In order to conclude this post, let me only recall that Oswald envisaged anthropophagy as a technique of cultural contact grounded upon the systematic and creative incorporation of otherness into one’s own identity, which, by definition, becomes a continuous process of self-fashioning and self-confrontation through the endless incorporation of new shapes and the crossing of previous boundaries.

Piece originally posted at Arcade | Creative Commons License


Notes:

[1] This hypothesis had already been polemically proposed by Carl Vogt: “Anthropophagie et sacrifices humaines,” was published in 1873 in the proceedings of the Congrès International dAnthropologie et dArchéologie PréhistoriquesCompte rendu de la cinquième session à Bologne 1871.

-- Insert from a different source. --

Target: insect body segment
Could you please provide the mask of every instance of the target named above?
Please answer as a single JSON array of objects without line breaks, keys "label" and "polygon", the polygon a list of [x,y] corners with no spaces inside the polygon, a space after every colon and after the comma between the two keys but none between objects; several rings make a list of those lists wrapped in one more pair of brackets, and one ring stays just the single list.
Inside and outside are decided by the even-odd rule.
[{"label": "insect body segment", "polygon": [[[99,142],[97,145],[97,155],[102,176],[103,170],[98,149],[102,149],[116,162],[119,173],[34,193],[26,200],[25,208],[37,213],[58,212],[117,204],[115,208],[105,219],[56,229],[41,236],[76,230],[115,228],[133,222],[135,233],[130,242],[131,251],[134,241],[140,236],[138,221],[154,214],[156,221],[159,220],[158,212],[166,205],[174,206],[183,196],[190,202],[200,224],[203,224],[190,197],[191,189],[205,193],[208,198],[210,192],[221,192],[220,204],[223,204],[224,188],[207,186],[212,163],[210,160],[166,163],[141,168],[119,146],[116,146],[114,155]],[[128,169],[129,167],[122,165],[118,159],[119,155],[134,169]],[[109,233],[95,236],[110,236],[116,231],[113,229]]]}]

[2] The full title reads Die Wahrhaftige Geschichte und Beschreibung einer Landschaft der Wilden,nacktengrimmingen Menschenfresserin der Neuen Welt Amerika gelegenvor und nach Christi Geburt im Lande Hessen unbekanntbis auf die zwei letzvergangen Jahreda sie Hans Staden von Homberg aus Hessen selbst kennengelernt hat und jetz durch den Druck bekannt macht.

[3] Claude Lévi-Strauss. Tristes Tropiques. Translation by John and Doreen Weightman. New York: Penguin, 1992, pp. 387-388.

[4] On the very productive and yet complex work relationship between Dina Lévi-Strauss and Mário de Andrade, see Ellen Spielman. Das Verschwinden Dina Lévi-Strauss’ und der Transvestismus Mário de Andrade: Genealogische Rätsel in der Geschichte der Sozial und Humanwissenschaften im modernen Brasilien / La desaparición de Dina Lévi-Strauss y el transvestismo de Mário de Andrade: enigmas genealógicos en la historia de las ciencias sociales y humanas del Brasil moderno. Berlin: Wissenschaftlicher Verlag, 2003. This is a bilingual edition.